Kıkırdayıp hızlı adımlarla uzaklaşmasını izledim.
"Yoongi hyung falan gelmedi, yalnız kalalım diye öyle dedim."
"Bak sen benim tavşanıma? Neler de düşünüyor? Heyecanlı heyecanlı gitti bir de, yazık değil mi?"
"Değil, ikisi çok dalga geçti benimle sen uyurken."
Tekerlekli sandalyesini kendime iyice yaklaştırıp yakından baktım bebeksi yüzüne.
"Hm, niye dalga geçtiler ki seninle bakalım?"
Yutkunup dudaklarıma bakmış, ardından tekrar gözlerime çıkarmıştı bakışlarını.
"B-Bilmem, uyuyan birinden hoşlandığım için belki de."
"Döveyim mi onları, kimse benim bebeğimle dalga geçemez."
"Ben de adam akıllı bir şey diyeceksin diye bekliyorum!"
Kıkırdayıp yanağına dudaklarımı bastırdım ve koklayarak öptüm tenini.
"Şaka yaptım tamam, bebeğim olmaktan neden memnun değilsin, anlamıyorum."

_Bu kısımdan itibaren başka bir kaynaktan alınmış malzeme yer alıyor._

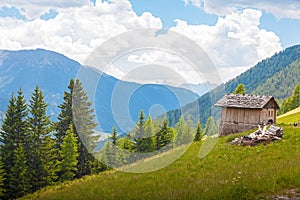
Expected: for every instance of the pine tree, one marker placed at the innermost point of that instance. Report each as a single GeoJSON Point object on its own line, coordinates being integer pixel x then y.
{"type": "Point", "coordinates": [114, 136]}
{"type": "Point", "coordinates": [69, 155]}
{"type": "Point", "coordinates": [84, 122]}
{"type": "Point", "coordinates": [296, 97]}
{"type": "Point", "coordinates": [76, 111]}
{"type": "Point", "coordinates": [15, 145]}
{"type": "Point", "coordinates": [2, 175]}
{"type": "Point", "coordinates": [42, 156]}
{"type": "Point", "coordinates": [240, 89]}
{"type": "Point", "coordinates": [65, 117]}
{"type": "Point", "coordinates": [199, 133]}
{"type": "Point", "coordinates": [211, 127]}
{"type": "Point", "coordinates": [149, 141]}
{"type": "Point", "coordinates": [164, 136]}
{"type": "Point", "coordinates": [139, 132]}
{"type": "Point", "coordinates": [18, 185]}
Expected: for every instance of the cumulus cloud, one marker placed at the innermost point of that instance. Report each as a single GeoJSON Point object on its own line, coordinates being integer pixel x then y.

"Bebeğin olmaktan değil, bunu dışarıda söyleyince, şey, utanıyorum."
"Seni yerim ama ben."
Yanaklarından kavrayıp dudaklarına minik bir öpücük bıraktığımda nefesini tuttu ve geri çekildiğinde dahi alık alık baktı bana. Yanaklarından tutmaya devam ediyordum, yumuşak ve sıcak teni, resmen bırakmamam için uğraş veriyordu. Burnuna ufak bir öpücük bırakıp alnımı alnına yasladım.
"Çıkışta ne yapalım istersin?"
"Çok yorgunum, eve gidip bir şeyler yapsak olmaz mı?"
"Olur tabii, birlikte vakit geçirdikten sonra hiçbir şey sıkıntı değil."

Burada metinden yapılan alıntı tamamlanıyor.